Abstract

Severe aplastic anemia (SAA) is a disease associated with high mortality. For young patients with HLA identical siblings, allogeneic bone marrow transplantation (BMT) offers the best chance of cure. Favourable results have also been reported using immunosuppressive therapy (IST). Transplantation is usually favoured for patients below 45 years of age. We report our experience of 11 allogeneic and one syngeneic BMT for adult Chinese patients with SAA, over a 4-year period from 1991 to 1995. Ten of the 12 (83 per cent) patients had received and failed prior IST including anti-thymocyte globulin (ATG) before being referred for BMT. Neutrophil and platelet engraftment was successful in 11 of them (92 per cent) and nine were completely transfusion independent after transplantation.
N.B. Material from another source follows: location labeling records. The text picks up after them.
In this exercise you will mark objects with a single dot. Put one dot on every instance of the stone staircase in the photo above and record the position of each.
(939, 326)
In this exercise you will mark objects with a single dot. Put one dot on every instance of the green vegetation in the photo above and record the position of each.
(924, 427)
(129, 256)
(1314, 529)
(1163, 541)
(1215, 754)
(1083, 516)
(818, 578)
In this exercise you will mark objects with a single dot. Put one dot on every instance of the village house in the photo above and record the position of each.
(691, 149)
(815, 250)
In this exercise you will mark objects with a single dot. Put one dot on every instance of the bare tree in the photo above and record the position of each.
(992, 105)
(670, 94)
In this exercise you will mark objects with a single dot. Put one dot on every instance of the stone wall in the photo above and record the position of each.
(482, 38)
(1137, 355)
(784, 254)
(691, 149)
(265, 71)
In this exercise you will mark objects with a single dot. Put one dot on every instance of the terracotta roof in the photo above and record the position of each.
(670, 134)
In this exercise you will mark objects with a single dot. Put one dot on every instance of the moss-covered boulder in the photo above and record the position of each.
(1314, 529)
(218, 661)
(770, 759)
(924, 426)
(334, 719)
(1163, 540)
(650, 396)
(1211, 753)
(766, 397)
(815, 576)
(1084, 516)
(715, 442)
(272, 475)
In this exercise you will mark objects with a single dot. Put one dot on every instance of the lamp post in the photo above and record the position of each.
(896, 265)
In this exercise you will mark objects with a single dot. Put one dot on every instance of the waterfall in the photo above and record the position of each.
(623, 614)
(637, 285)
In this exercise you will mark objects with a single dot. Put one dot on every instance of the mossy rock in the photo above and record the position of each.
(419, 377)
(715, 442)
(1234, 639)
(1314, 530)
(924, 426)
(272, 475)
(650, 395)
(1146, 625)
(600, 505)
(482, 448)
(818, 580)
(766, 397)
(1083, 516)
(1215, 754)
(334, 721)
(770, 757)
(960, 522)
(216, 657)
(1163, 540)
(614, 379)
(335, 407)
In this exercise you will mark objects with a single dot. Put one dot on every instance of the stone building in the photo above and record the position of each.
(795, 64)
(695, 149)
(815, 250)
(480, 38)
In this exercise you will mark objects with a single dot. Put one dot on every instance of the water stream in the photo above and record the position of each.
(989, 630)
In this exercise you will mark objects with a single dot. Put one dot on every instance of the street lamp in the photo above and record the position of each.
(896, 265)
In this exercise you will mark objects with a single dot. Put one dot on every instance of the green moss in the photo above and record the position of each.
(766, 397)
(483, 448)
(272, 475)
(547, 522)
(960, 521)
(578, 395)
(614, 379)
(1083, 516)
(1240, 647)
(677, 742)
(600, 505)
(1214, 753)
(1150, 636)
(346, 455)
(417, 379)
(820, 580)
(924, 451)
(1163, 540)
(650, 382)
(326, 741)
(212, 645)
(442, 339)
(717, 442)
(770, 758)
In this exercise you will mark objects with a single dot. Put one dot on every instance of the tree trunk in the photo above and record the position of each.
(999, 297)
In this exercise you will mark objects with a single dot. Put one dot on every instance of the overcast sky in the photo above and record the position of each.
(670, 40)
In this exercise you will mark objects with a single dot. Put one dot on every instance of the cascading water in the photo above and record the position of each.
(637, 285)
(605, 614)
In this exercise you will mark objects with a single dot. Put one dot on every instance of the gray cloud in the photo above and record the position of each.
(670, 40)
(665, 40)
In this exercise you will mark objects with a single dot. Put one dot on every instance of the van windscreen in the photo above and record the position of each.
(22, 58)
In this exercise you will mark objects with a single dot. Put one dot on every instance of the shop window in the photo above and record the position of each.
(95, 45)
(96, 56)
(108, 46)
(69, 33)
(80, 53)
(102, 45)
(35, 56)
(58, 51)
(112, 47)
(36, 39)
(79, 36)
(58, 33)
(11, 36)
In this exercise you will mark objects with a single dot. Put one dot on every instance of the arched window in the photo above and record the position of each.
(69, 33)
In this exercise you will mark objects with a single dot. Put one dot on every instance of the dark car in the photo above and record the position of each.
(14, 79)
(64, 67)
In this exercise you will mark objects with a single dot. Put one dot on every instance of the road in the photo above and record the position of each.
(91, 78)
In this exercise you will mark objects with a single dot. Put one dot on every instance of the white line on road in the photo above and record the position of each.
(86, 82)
Their overall 3-year survival was 67 per cent. The compromised overall result was due to a number of cases transplanted after a long time delay. No patient transplanted beyond 3 years from the initial time of diagnosis of SAA achieved long-term marrow engraftment, and they all eventually succumbed. On univariate analysis, a longer time delay and hence a larger amount of blood products exposure, were highly significantly statistically associated with inferior marrow engraftment and patient survival. Other factors including age, iron status, infused cell dose and the conditioning protocol were not found to significantly affect engraftment and survival. Graft versus host disease was clinically mild or absent in most patients. This may be related to ethnicity or previous ATG exposure. In conclusion, early allogeneic BMT was a safe and effective treatment in our small series of patients with SAA failing IST.